Sarebbe comodo adesso impugnare la Durlindana del regionalismo e protestare perchè nessun isolano è stato convocato in Nazionale. Sarebbe più semplice lanciare strali contro l’austera figura del professore Monti, secondo l’abusata tiritera: la pistola fumante dei banchieri, il manutengolo delle corporazioni fortissime, il cavallo di Troia di coloro che vorrebbero l’Italia in schiavitù (ma in ceppi siamo bravissimi a metterci da soli).

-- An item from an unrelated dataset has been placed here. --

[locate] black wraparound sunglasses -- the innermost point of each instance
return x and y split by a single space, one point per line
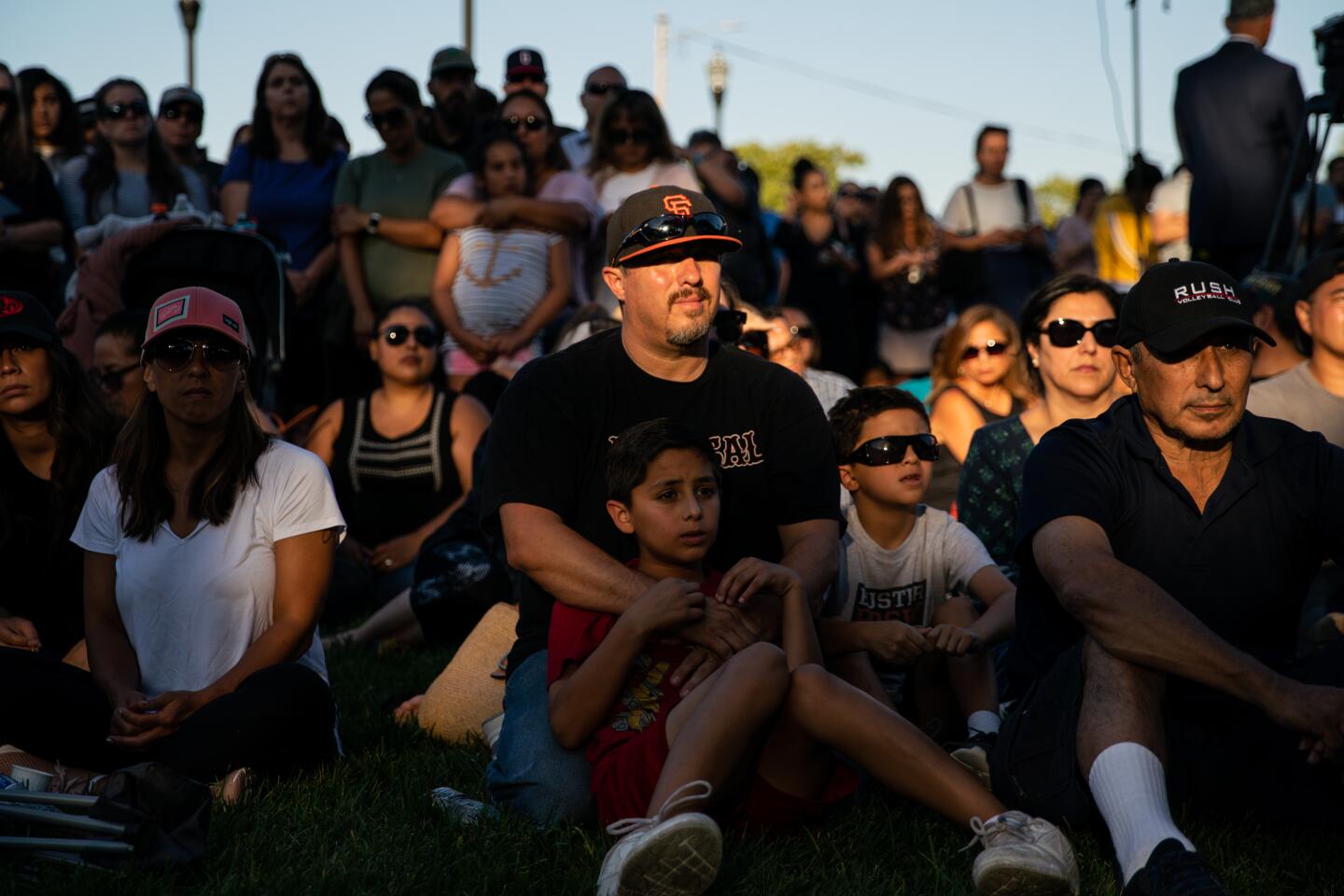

Purtroppo il pane duro della cronaca indica una cruda verità complicata da masticare. Non esistono uomini pubblici siciliani all’altezza del gravoso compito che attende l’esecutivo. E – aggiungiamo noi – latitano non tanto gli arguti censori, i servi utili o i tecnocrati competenti. Non ci sono persone che abbiano manifestato il dono di una visione condivisa, densa di sacrifici. Emerge, di riflesso, l’immagine di un potentato siculo bravissimo a farsi i fatti propri, ad amministrare i regni fin qui incontestati. E neanche un ammiraglio con il coraggio del mare aperto. Oggi l’Italia fa a meno di noi siciliani. Ma è soprattutto colpa nostra.